Bezzâr, îbni Sükuti ve
imâm Ebû Abdillâh Muhammed b. Hattâb gibi zevat dahî bu hadîsi Nebi (Sallallahu
Aleyhi ve Sellem)'den Hz. Ömer'den başka rivayet eden olmadığını söyîemişlerse
de hakîkatta onu Ömer (Radiyallahû anh)'dan başka onyedi sahabî rivayet
etmiştir. îbni Mendeh şöyle diyor: «Bu hadîsi Ömer'den başka, Nebi (Sallallahu
Aleyhi ve Sellem)'den: Sa'd b. Ebî Vakkaas, Alî b. Ebî Tâlib, Ebû Saîdi Hudri,
Abdullah b. Mes'ûd, Abdullah b. Ömer, Enes, ibni Abbâs, Muâviye, Ebû Hureyre,
Ubâde b. Samit, Utbe b. Abdil eslemi, Hezâl b. Süveyd, Utbe, b. Âmir, Câbir b.

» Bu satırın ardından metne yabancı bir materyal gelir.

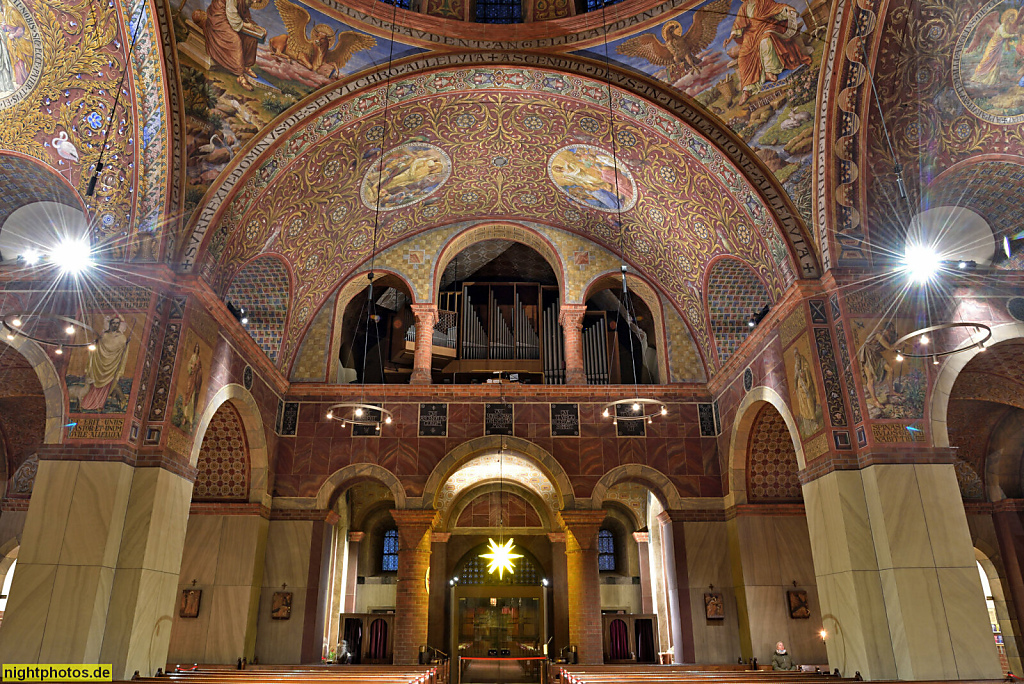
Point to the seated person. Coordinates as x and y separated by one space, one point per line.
780 658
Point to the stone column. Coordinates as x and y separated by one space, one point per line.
584 584
438 592
570 317
411 608
352 569
559 594
97 569
896 571
677 586
646 596
426 316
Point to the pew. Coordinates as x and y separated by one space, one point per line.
210 674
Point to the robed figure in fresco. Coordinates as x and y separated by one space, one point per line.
769 43
107 365
230 38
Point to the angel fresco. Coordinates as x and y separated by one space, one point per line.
996 32
314 50
679 52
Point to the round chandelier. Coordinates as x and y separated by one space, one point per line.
918 343
49 330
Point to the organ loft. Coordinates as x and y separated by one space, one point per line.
534 341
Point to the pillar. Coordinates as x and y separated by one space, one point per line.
426 316
438 592
352 568
584 584
570 317
411 609
559 594
1010 533
896 571
677 586
646 597
97 569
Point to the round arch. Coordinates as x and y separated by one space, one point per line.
450 515
466 451
653 479
53 392
648 294
498 230
252 423
355 284
356 472
747 413
948 372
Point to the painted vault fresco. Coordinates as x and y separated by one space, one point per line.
754 63
242 69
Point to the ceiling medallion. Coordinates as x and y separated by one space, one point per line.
501 557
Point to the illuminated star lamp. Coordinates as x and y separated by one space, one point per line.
501 557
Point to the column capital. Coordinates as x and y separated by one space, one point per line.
425 313
571 315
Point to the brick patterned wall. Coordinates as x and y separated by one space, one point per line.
223 459
262 288
771 460
734 292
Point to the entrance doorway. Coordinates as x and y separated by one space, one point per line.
499 633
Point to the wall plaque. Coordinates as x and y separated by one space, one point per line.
368 430
564 420
629 428
498 419
433 420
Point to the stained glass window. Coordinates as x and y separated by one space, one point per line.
605 550
389 557
499 11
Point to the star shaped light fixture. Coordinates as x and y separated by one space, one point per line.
501 557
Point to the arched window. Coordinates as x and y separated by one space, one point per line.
499 11
605 551
389 555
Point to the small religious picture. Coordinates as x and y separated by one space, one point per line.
281 606
189 602
714 607
799 609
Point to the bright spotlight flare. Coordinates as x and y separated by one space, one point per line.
921 263
72 256
501 557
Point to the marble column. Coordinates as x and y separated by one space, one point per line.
97 569
677 586
570 317
412 609
352 568
438 623
426 316
584 584
646 596
896 571
559 594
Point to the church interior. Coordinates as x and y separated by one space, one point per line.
513 340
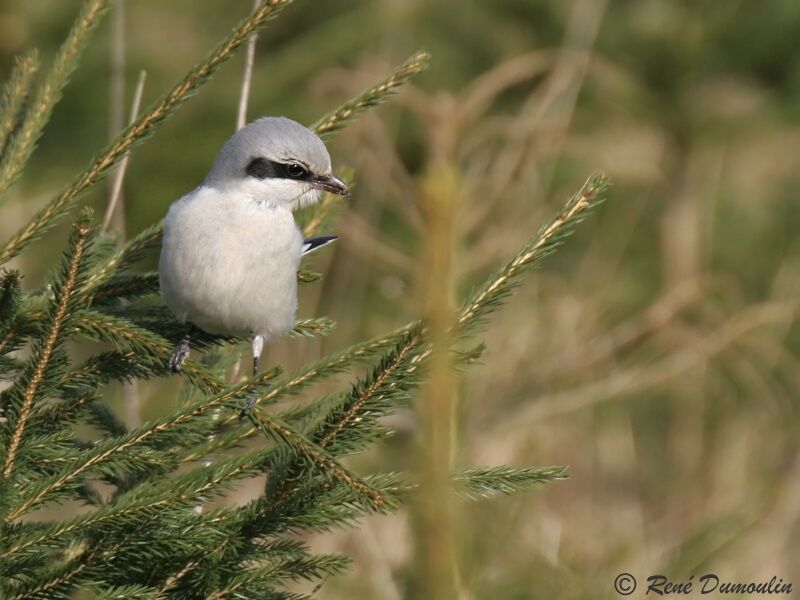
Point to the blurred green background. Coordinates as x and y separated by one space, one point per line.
656 353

AbdiIlâh, Ebû Zerr, Utbe b. Münzir ve Ukbe b. Müslim (Radiyallahû anhûm)
rivayet etmişlerdir...»
Yine îbni Mendeh'in
beyanına göre râvileri de münferid değil, hepsinin mütabi'leri vardır.
Binaenaleyh hadîs şâzz değildir. Bâzıları şâzzı: «yalnız bir isnadı olup sika
olsun olmasın râvîsinin münferid kaldığı hadîsdir.» diye ta'rif etmişse de bu
ta'rîfe ı'tirâz olunmuş: «Hz. Ömer hadîsi ve emsali ile bilicmâ amel olunur. O
sıhhat mertebelerinin en yükseğindedir. Dînin temellerinden bir temeldir.»

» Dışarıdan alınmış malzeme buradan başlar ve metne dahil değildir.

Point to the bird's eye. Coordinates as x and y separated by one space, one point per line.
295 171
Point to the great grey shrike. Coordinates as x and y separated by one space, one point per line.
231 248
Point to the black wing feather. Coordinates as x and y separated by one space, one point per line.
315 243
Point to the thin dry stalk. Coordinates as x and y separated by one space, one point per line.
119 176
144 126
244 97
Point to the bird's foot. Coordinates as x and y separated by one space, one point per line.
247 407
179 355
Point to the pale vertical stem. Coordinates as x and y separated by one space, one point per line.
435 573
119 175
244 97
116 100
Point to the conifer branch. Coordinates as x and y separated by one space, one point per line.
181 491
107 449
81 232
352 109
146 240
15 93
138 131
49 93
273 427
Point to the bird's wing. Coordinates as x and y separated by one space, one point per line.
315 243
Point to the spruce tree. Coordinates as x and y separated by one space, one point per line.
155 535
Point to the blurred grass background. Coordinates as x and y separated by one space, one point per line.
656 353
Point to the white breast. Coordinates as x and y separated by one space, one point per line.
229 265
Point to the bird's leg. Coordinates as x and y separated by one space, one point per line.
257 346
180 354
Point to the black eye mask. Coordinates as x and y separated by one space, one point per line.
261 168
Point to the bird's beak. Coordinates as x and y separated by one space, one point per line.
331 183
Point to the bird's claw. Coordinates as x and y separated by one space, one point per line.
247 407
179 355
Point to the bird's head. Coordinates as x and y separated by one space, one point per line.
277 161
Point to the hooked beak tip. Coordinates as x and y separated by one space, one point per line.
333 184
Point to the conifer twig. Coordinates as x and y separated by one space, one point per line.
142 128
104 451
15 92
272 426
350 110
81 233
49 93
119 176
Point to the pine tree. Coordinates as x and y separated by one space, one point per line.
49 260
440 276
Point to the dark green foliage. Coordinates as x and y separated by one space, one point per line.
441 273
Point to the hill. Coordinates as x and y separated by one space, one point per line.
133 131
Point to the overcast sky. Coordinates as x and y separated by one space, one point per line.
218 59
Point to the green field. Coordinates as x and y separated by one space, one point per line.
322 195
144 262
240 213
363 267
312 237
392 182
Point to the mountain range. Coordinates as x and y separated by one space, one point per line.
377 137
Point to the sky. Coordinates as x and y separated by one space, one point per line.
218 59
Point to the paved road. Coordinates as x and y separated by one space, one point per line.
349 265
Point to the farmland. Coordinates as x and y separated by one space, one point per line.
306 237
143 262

denilmiştir, Halbuki imam Şafiî ile Hicaz uleması şâzzı şoyîe ta'rîf etmişlerdir:«Şâzz,
sika râvi'nin başkalarına muhalif olarak rivayet ettiği hadîsdir.» yoksa
başkalarının rivayet etmediğini rivayet etmek değildir. Bu hadîs ile emsalinde
muhalefet diye bir şey yoktur. Bilâkis onun mânâsını doğrulayan Kitâb ve
sünnetten bîr çok şahidleri vardır.
Evet, hadîs-i şerifin
sahîh olduğunda şüphe yoktur. Çünkü onu bu ilmin imamlarından Yahya b. Saîd
el-Ensarî rivayet etmiştir. Ondan ise her biri bu ümmetin hafız ve imamlarından
250 kişi rivayette bulunmuşlardır. îbni Mendeh'in «el-Müstahrec»'inde bu sayı
üç yüzün üzerine çıkarılmış; Hafız Ebû Mûsâ ve Şeyhülislâm Ebû îsmâîl el-Herevî
gibi bâzı zevat ise Yahya'dan onu yediyüz kişinin rivayet ettiğini
söyîemişlerdir.
Müslüman, uleması bu
hadîsin dinde pek büyük bir mevkii olduğuna ittifak etmişlerdir. imam-ı Şafii
ile diğer bazı alimler; «Bu hadîs islâmın üçte biridir.» demişlerdir. îmam-ı
Şafii fıkhın yetmiş bâbının bu hadîse racî olduğunu söylemiştir. Bazılarına
göre islâm'ın dörtte biridir, Ebû Dâvud Şöyle diyor: «Nebi (Sallallahu Aleyhi ve
Sellem)'den beş yü zbin Hadis yazdım. Bunlardan ahkam hususunda dört bin sekîz
yüz hadîs seçtim. Zühd ve takvaya dair hadisler gelince: Onları kitabıma
almadım. Bir insana bunlardan dini için dört tanesi yeter.
1) Ameller niyetlere
göredir,
2) Helal ve haram beyan
edilmiştir,
3) Kişinin güzel
müslüman olması işine girmeyen şeyleri bırakmakladır, Ve
4) Mu'min kendisi için
razı olduğu şeyi din kardeşi içinde istemedikçe, tam mu'min olmaz, hadisleri.»
Hadîs-i Şerif niyeti
tazammun ettiği için islâm'ın üçte birine şâmildir. Çünkü islam kavil, fiil ve
amelden ibarettir.
imam-ı Buhari kitabına
bu hadisle başlamış bir çok ulema da bu hususda onun yolunu tutmuşlardır. Hafız
Îbn-i Mehdi: «Kitap tasnifi etmek isteyen bu hadisle işe başlasın. Ben bir
kitap tasnif etsem onun her babına bu hadisle başlardım» demiştir.
Hadîsi Şerif de hasr ve
kasra delalet eden «innemâ» edatı iki defa tekrarlanmıştır. Bunun faydası,
hadis de zikredileni isbat, edilmeyeni nefiydir. Mânâ şudur:
Bütün ameller ancak
niyete göre hesabedilir niyetsiz amel hesaba konmaz. Bir de ikinci «innemâ» ile
yapılacak amelin tayini şart olduğuna işaret buyrulmuştur. Meselâ: Nafile
namazı kılmak isteyen bir kimsenin hangi namazı kılacağını belirtmesi gerekir.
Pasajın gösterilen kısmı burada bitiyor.